Bernardino de Mendoza (Granada, 1501 – Saint-Quentin, 1557), was a Spanish noble from the House of Mendoza and Captain General of the Galleys of Spain. He was the third son of Íñigo López de Mendoza y Quiñones, 1st Marquis of Mondéjar and Francesca Pacheco. His siblings were Luis, Maria, Antonio and Diego Hurtado.

He was an accomplished admiral and shipbuilder of his age, associate to Andrea Doria and rival of Álvaro de Bazán the Elder. Among his works, he created the system of Spanish treasure fleets, based on fleets of well-armed ships, which would be upheld during over three centuries.

==Early days of naval career==

Mendoza was destined for a career in the Spanish Navy. In his youth, he sailed with two galleys to fight the Barbary corsairs in the Mediterranean Sea, at his own expense. In October 1525, he participated in the failed attempt to reconquer Peñón de Vélez de la Gomera, led by his brother Luis Hurtado de Mendoza y Pacheco, 2nd Marquis of Mondéjar and Captain General of Granada.
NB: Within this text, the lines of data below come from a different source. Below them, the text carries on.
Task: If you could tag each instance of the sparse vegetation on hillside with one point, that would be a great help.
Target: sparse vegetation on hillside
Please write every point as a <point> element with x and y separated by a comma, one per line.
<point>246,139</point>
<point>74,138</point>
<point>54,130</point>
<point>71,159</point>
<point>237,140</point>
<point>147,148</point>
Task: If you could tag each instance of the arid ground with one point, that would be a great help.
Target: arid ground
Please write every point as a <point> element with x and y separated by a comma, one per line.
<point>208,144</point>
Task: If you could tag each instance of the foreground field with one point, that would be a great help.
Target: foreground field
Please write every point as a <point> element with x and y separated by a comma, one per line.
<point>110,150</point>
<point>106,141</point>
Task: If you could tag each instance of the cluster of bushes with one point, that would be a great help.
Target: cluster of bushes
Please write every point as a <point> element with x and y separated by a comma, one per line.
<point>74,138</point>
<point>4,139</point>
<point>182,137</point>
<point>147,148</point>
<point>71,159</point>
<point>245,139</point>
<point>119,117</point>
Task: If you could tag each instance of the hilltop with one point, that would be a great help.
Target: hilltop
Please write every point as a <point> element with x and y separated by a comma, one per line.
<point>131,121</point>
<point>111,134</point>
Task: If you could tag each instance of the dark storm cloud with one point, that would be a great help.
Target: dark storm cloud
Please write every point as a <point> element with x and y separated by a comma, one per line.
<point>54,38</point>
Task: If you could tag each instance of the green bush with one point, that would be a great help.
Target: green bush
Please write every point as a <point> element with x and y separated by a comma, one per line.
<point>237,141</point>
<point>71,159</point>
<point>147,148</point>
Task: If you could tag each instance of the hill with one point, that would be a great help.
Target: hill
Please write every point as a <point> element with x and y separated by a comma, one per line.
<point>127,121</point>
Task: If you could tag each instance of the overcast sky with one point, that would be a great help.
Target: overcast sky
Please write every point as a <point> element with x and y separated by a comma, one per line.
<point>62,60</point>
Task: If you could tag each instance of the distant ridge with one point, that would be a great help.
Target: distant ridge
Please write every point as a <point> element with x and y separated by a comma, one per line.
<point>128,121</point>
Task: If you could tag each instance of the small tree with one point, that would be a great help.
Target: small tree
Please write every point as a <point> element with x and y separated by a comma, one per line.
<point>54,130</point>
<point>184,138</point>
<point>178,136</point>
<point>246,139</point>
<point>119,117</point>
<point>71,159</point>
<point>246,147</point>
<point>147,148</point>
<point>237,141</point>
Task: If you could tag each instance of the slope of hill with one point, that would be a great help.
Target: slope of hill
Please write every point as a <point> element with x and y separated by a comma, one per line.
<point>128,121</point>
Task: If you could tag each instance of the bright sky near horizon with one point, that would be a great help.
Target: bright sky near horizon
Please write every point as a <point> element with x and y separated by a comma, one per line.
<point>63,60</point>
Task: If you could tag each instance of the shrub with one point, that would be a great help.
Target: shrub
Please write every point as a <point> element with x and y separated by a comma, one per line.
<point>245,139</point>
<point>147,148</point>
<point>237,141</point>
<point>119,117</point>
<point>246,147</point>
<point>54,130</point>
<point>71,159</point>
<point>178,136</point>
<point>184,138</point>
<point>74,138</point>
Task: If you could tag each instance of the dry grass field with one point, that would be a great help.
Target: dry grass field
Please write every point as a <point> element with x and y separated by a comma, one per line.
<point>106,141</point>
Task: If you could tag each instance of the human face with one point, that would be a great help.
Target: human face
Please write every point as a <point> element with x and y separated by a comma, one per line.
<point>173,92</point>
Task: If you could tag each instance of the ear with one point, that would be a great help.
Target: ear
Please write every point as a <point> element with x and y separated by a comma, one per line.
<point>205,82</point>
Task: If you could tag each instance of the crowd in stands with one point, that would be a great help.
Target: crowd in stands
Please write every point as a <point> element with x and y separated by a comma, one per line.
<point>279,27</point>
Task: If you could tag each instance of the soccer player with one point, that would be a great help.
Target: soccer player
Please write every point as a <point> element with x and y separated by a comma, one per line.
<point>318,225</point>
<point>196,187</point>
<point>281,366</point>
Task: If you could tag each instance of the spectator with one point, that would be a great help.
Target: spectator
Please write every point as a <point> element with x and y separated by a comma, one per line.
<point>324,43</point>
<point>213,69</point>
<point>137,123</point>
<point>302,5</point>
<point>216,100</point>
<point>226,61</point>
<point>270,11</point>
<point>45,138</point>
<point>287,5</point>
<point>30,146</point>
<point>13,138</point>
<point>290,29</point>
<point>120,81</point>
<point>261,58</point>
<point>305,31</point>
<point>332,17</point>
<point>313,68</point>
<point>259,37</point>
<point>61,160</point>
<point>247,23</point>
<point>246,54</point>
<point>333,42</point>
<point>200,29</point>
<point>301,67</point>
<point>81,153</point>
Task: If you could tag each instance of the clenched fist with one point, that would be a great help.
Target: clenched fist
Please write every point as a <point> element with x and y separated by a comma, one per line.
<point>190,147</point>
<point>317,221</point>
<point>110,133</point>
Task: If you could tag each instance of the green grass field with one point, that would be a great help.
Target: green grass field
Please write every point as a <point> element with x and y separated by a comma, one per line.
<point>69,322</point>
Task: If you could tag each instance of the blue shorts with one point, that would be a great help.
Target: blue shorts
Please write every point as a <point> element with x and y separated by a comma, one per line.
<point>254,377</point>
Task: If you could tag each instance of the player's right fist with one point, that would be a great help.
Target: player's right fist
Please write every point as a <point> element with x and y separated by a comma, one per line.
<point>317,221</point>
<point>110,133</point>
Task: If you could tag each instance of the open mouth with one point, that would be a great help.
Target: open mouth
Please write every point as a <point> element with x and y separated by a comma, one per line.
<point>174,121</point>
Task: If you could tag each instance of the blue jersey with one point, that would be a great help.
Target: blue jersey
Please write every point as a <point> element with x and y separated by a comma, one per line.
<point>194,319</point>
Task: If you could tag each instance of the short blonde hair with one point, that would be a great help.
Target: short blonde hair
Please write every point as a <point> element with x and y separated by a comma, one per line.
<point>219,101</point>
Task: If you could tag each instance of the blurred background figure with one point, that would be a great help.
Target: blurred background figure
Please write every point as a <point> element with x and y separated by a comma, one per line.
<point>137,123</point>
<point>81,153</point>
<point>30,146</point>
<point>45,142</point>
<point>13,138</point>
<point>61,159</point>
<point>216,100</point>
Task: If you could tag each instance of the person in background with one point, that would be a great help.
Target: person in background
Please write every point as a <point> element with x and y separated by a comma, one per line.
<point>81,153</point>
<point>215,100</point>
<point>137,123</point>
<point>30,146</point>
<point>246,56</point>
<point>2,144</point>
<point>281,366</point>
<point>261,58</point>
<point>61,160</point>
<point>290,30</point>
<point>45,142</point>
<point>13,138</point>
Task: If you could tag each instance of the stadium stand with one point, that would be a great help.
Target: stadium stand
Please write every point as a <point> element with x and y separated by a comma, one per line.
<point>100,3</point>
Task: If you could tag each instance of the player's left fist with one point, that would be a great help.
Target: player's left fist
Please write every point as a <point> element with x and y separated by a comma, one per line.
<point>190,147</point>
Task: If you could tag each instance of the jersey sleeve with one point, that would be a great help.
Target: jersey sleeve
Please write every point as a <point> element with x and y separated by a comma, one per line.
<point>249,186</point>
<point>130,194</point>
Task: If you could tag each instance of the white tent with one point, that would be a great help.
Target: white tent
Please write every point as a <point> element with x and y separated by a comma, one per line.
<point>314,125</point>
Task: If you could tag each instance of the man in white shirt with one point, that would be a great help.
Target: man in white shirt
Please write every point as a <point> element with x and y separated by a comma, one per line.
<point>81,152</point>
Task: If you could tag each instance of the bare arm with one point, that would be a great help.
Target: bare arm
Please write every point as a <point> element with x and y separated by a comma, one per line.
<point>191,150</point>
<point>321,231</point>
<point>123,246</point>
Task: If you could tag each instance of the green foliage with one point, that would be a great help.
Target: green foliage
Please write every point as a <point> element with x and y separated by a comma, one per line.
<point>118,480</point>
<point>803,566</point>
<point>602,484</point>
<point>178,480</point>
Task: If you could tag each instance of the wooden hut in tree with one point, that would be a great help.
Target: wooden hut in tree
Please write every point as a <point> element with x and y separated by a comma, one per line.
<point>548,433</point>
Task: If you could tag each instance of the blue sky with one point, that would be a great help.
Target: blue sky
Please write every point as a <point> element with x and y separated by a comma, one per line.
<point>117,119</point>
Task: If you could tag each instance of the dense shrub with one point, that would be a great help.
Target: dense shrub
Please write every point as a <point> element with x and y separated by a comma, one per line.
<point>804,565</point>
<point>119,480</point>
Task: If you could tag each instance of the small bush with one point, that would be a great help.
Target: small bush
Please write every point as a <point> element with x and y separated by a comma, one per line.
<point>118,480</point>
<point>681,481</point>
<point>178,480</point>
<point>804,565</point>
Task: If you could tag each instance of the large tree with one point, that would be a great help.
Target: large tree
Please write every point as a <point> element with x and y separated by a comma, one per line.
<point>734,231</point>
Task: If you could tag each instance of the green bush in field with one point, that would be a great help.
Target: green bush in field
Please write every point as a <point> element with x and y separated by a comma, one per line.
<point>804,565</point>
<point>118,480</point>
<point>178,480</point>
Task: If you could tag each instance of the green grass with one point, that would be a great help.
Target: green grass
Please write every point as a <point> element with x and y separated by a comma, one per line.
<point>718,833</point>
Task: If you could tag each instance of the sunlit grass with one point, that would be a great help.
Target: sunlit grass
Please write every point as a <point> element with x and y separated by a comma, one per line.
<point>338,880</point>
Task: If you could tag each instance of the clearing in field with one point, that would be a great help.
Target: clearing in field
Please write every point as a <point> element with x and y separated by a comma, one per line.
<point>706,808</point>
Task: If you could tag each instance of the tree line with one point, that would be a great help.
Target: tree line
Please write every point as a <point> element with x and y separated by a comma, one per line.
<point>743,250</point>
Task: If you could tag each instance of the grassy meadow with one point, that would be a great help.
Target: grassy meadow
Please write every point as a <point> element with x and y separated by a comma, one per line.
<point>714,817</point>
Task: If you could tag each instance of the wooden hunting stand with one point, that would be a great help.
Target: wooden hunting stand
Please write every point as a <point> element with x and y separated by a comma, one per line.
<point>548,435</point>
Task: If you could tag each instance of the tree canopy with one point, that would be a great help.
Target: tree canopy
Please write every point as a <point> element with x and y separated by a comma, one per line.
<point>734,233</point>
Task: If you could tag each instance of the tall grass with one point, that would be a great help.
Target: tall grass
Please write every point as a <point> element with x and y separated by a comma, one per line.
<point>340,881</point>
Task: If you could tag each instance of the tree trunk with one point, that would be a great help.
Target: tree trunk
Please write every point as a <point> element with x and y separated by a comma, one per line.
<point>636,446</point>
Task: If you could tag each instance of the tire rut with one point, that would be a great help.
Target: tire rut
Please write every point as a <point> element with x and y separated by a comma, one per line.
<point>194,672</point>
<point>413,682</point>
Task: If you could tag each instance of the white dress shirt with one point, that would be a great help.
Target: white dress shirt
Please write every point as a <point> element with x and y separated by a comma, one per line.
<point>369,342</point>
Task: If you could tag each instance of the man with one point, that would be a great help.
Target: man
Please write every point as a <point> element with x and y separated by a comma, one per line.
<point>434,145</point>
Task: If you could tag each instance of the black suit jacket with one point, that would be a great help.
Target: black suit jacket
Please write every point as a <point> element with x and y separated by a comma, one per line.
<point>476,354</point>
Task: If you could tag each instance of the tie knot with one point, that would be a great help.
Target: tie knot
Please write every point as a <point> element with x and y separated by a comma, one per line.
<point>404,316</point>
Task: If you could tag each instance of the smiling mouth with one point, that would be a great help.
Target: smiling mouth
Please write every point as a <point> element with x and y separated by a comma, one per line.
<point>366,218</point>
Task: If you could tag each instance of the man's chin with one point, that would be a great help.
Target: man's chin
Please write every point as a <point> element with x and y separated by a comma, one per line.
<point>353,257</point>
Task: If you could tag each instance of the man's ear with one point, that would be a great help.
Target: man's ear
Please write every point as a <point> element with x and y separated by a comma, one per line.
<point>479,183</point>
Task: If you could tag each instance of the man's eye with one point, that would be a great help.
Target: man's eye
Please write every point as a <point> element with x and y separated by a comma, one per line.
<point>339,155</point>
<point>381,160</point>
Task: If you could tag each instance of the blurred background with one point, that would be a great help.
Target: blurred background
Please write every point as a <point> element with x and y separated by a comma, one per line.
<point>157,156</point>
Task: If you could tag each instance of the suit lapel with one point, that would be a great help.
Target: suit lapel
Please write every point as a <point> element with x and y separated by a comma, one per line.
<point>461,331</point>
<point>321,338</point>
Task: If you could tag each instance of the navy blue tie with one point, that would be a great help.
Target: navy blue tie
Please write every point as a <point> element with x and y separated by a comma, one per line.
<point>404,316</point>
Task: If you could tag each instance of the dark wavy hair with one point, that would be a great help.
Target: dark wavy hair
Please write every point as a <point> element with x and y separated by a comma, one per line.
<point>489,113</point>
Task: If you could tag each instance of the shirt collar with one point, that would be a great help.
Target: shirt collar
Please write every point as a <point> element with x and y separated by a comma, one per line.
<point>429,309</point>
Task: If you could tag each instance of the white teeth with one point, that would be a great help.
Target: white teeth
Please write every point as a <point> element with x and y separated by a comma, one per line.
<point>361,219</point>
==Captain General of the Galleys of Spain==

In 1533, he became Captain General of the Galleys of Spain. In 1535 he led twelve galleys, some of them previously captured from the Turks, to take part in the Conquest of Tunis (1535). He remained in Tunis, to defend the fortress of La Goleta at the head of 1,000 Spanish troops. He returned to sea with six galleys, but was recalled to La Goleta to prevent the unpaid and mutinous Spanish garrison from selling the fortress to the Turks. He sailed them to Sicily with a promise of payment. When they were not paid there either, the troops caused problems in Sicily.

In 1540, Mendoza gained an important victory in the Battle of Alborán, crushing superior Turkish forces. He suffered multiple wounds, among them an arquebus shot to the head, and partially lost control of the use of his arms. One year later, he led 15 galleys in the failed Algiers expedition. In 1550, he won another important battle against the Turks, when he took Mahdiye.

==Foreign wars and his death==

In 1555, he was temporarily Viceroy of Naples because Cardinal Pedro Pacheco de Villena attended the Papal conclave, May 1555. One year later, King Philip II of Spain made him State Councilor. Very uncomfortable at court, Mendoza soon left for Flanders to fight under Emmanuel Philibert, Duke of Savoy against the French.

After the Battle of St. Quentin (1557), he was charged with reinforcing the city's defences, but he died soon after from wounds received in the battle.

== Marriage and children ==

He married Elvira Carrillo y Córdoba and had at least five children, including:
- Juan Hurtado de Mendoza y Carrillo, also Captain General of the galleys and commander of La Goleta. Died in the naval disaster of La Herradura (1562).
- Catalina, married Luis Hurtado de Mendoza, 4th Marquis of Mondéjar.